New Middle School Non-fiction Program Teaches Reading and Writing Through Profiles of Contemporary Figures
Designed to meet common core state standards in language arts, On the Record helps students read critically, Write passionately and build resilience
New York, NY — May 2, 2012 — Scholastic (NASDAQ: SCHL), the global children’s publishing, education and media company, today announced the release of a new non-fiction language arts program that uses profiles of contemporary figures – from astrophysicist Neil DeGrasse Tyson to author Sherman Alexie to basketball star Lebron James – to help middle school students learn to read critically, write with passion, and meet the high expectations of the Common Core State Standards. The new program, On the Record, introduces students to complex texts that help them tackle many of the social and emotional issues that adolescents face and to write passionately about their personal experiences, while building higher order critical reading skills necessary for success in college and career.
On the Record brings together the research and experience of two esteemed authors and academic advisors:
- Erin Gruwell: The inspiration for the 2007 film Freedom Writers, Ms. Gruwell is an educator best known for taking a chance on a classroom full of kids in Long Beach, CA, who had been raised in a world of poverty and street violence and seemed destined for failure. She threw her old curriculum out the window and built a new one around the stories of people whose struggles her kids could relate to, including Anne Frank and Zlata Filipovic (dubbed the "Anne Frank of Sarajevo"). Her students eventually turned journal entries into the bestselling book The Freedom Writer's Diary. Through her Freedom Writers Foundation, and now through On the Record, Gruwell helps educators replicate the successes she had as a teacher in classrooms across the country.

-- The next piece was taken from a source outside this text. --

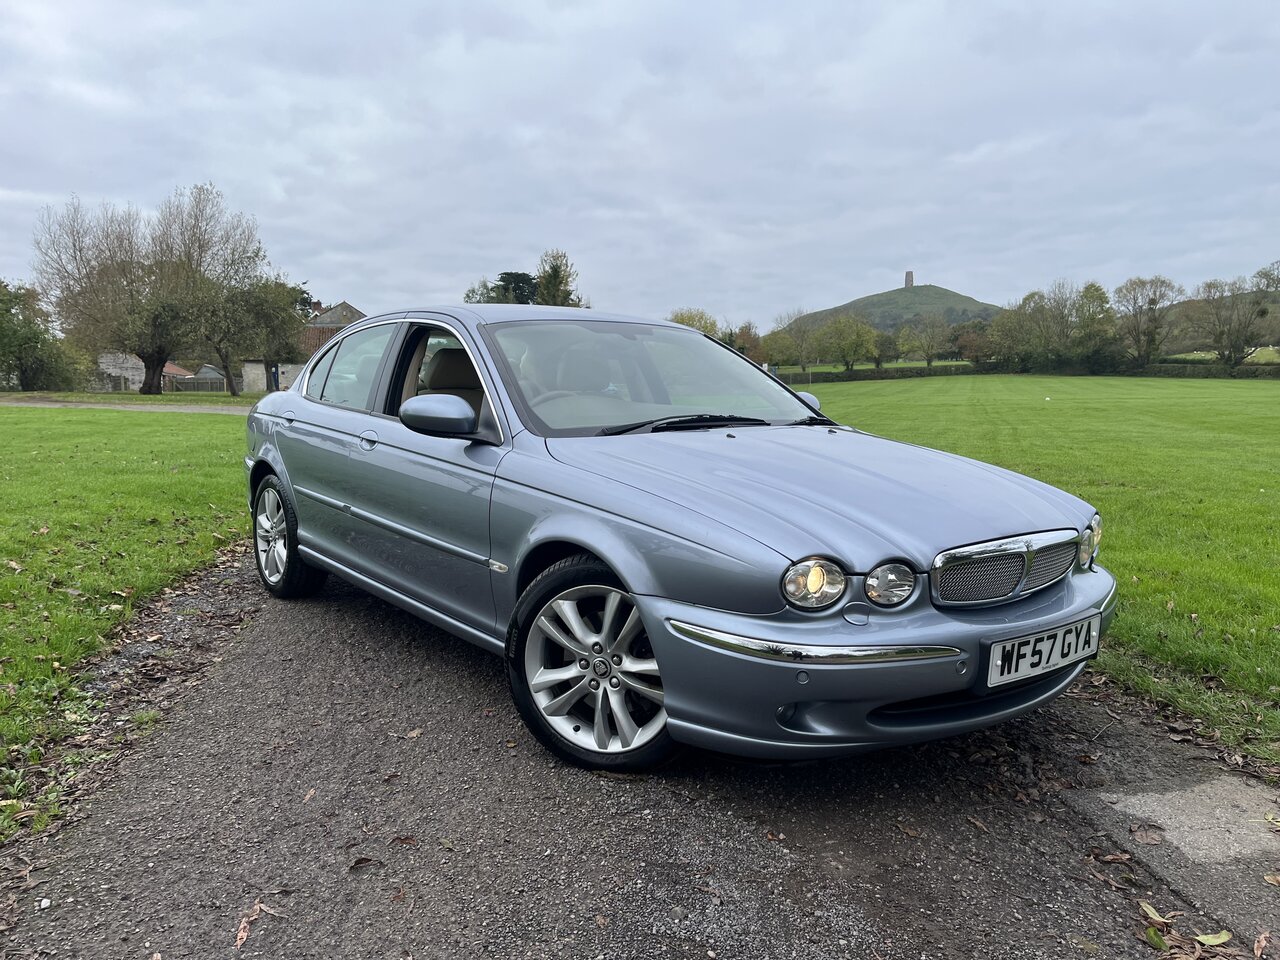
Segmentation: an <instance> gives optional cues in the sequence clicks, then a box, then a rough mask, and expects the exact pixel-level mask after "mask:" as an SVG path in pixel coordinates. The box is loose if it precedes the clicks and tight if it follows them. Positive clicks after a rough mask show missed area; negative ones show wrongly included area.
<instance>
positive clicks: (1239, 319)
mask: <svg viewBox="0 0 1280 960" xmlns="http://www.w3.org/2000/svg"><path fill="white" fill-rule="evenodd" d="M1277 305H1280V261H1275V262H1272V264H1268V265H1267V266H1263V268H1261V269H1260V270H1257V271H1256V273H1254V274H1253V275H1252V276H1238V278H1234V279H1230V280H1206V282H1204V283H1201V284H1198V285H1197V287H1196V288H1193V289H1192V291H1190V292H1189V293H1188V291H1187V289H1185V288H1183V287H1181V285H1180V284H1178V283H1175V282H1174V280H1170V279H1169V278H1167V276H1160V275H1156V276H1134V278H1130V279H1128V280H1125V282H1124V283H1121V284H1120V285H1119V287H1116V288H1115V289H1114V291H1110V292H1108V291H1107V289H1106V288H1105V287H1102V284H1100V283H1097V282H1089V283H1085V284H1083V285H1078V284H1074V283H1071V282H1069V280H1056V282H1053V283H1052V284H1050V285H1048V287H1047V288H1046V289H1042V291H1041V289H1038V291H1032V292H1029V293H1028V294H1025V296H1024V297H1023V298H1021V300H1019V301H1018V302H1015V303H1010V305H1009V306H1007V307H1005V308H1004V310H1002V311H1001V312H1000V314H997V315H996V316H995V317H992V319H991V320H986V319H975V320H965V321H963V323H957V324H950V323H947V319H946V317H945V316H942V315H940V314H936V315H927V316H918V317H915V319H914V320H911V321H909V323H905V324H902V325H901V326H899V328H897V329H896V330H879V329H877V328H876V326H873V325H872V324H870V323H869V321H868V320H867V319H865V317H863V316H859V315H858V314H856V312H844V314H837V315H836V316H833V317H831V319H828V320H826V321H824V323H823V320H817V319H812V317H808V316H805V315H804V311H801V310H791V311H787V312H785V314H782V315H780V316H778V317H776V319H774V321H773V329H772V330H771V332H769V333H765V334H764V335H760V334H759V333H758V332H756V329H755V325H754V324H750V323H748V324H741V325H739V326H732V325H730V324H726V323H722V321H717V320H716V317H713V316H712V315H710V314H708V312H707V311H704V310H699V308H682V310H677V311H673V312H672V314H671V316H669V317H668V319H669V320H673V321H676V323H682V324H686V325H689V326H692V328H695V329H699V330H701V332H703V333H707V334H709V335H712V337H718V338H719V339H721V340H723V342H724V343H727V344H730V346H733V347H736V348H739V349H740V351H741V352H744V353H746V355H748V356H749V357H751V360H755V361H756V362H768V364H776V365H797V366H799V367H800V369H801V371H808V369H809V367H810V366H813V365H815V364H840V365H841V366H844V369H845V370H852V369H854V366H855V365H858V364H872V365H874V366H876V367H877V369H878V367H882V366H884V365H886V364H891V362H893V361H896V360H899V358H902V357H909V358H914V360H922V361H924V364H925V366H931V367H932V366H933V364H934V361H937V360H968V361H970V362H973V364H987V365H992V366H995V367H996V369H1000V370H1006V371H1011V372H1033V371H1034V372H1052V371H1075V372H1089V374H1106V372H1119V371H1123V370H1140V369H1144V367H1147V366H1149V365H1152V364H1155V362H1157V361H1158V360H1160V358H1161V357H1162V356H1164V353H1165V351H1166V349H1170V348H1172V347H1176V348H1178V349H1179V351H1192V349H1207V351H1210V352H1212V355H1213V357H1215V361H1216V362H1217V364H1220V365H1222V366H1225V367H1229V369H1234V367H1238V366H1240V365H1242V364H1244V362H1245V361H1247V360H1249V357H1252V356H1253V355H1254V353H1256V352H1257V351H1258V349H1260V347H1262V346H1263V344H1265V343H1268V342H1275V340H1276V339H1280V324H1277V320H1280V314H1277Z"/></svg>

- Dr. Alfred Tatum: A professor at the University of Illinois, Chicago, Dr. Tatum is an expert in using text to inspire disengaged students. He speaks frequently about the need for texts that are provocative and relevant, stories that speak to the essential questions of students’ lives. And his research points to the importance of kids writing about their lives, not just to develop skills, but as a process of self-discovery and a means of empowerment. Dr. Tatum developed four learning platforms – Define Self, Become Resilient, Engage Others and Build Capacity – that anchor the On the Record instructional model and provide context for students to chart their own development as readers, writers and individuals.
At the core of the On the Record program are 12 books containing 24 paired stories about contemporary figures: athletes and activists, adventures and writers, prisoners and politicians. Some of the people are famous, others quietly brilliant. Each of them is on a quest of some kind – to survive disasters, to stake out a place in the world, or to find a voice and tell a story. In the pages of these books, students will be inspired to read, to write, and to shape their own quests for meaningful lives by hearing about the struggles and accomplishments of others before them. Through the instructional path, students will learn to put their own voices "on the record."
"What Erin Gruwell and Alfred Tatum have taught us is that the stories of inspiring people can go a long way toward empowering even the most disengaged students to become critical readers and writers and to take charge of their learning," said Greg Worrell, President of the Scholastic Classroom and Community Group. "On the Record not only supports students, but also helps educators implement rigorous reading, deep writing, and critical thought, all of which are at the heart of the Common Core State Standards. Through these stories of struggle and perseverance, students can recognize their own strengths as they use reading and writing to put their voices on the record."
On the Record allows students to engage in multiple learning experiences by being a part of a social network—with whole class and small group work—and also allows for self-reflection and self-expression. The program offers extensive practice in close reading of complex text, extended writing, and building higher-order thinking, all essential skills for college and career readiness.
On the Record includes:
- Class sets of 12 contemporary Paired Profiles that foster higher-order thinking and critical thought, essential elements of the Common Core State Standards. Profiles and primary source documents take each theme deeper while also extending student learning along the complex text continuum.
- Stretch Texts provide opportunity for students to further their study with more challenging texts that are rigorous, complex, and authentic.
- Extended research, media, writing activities and projects all cultivate higher-order thinking and learning beyond the text.
- The flexible implementation model can be used with core textbooks or as part of individualized ELA curriculum.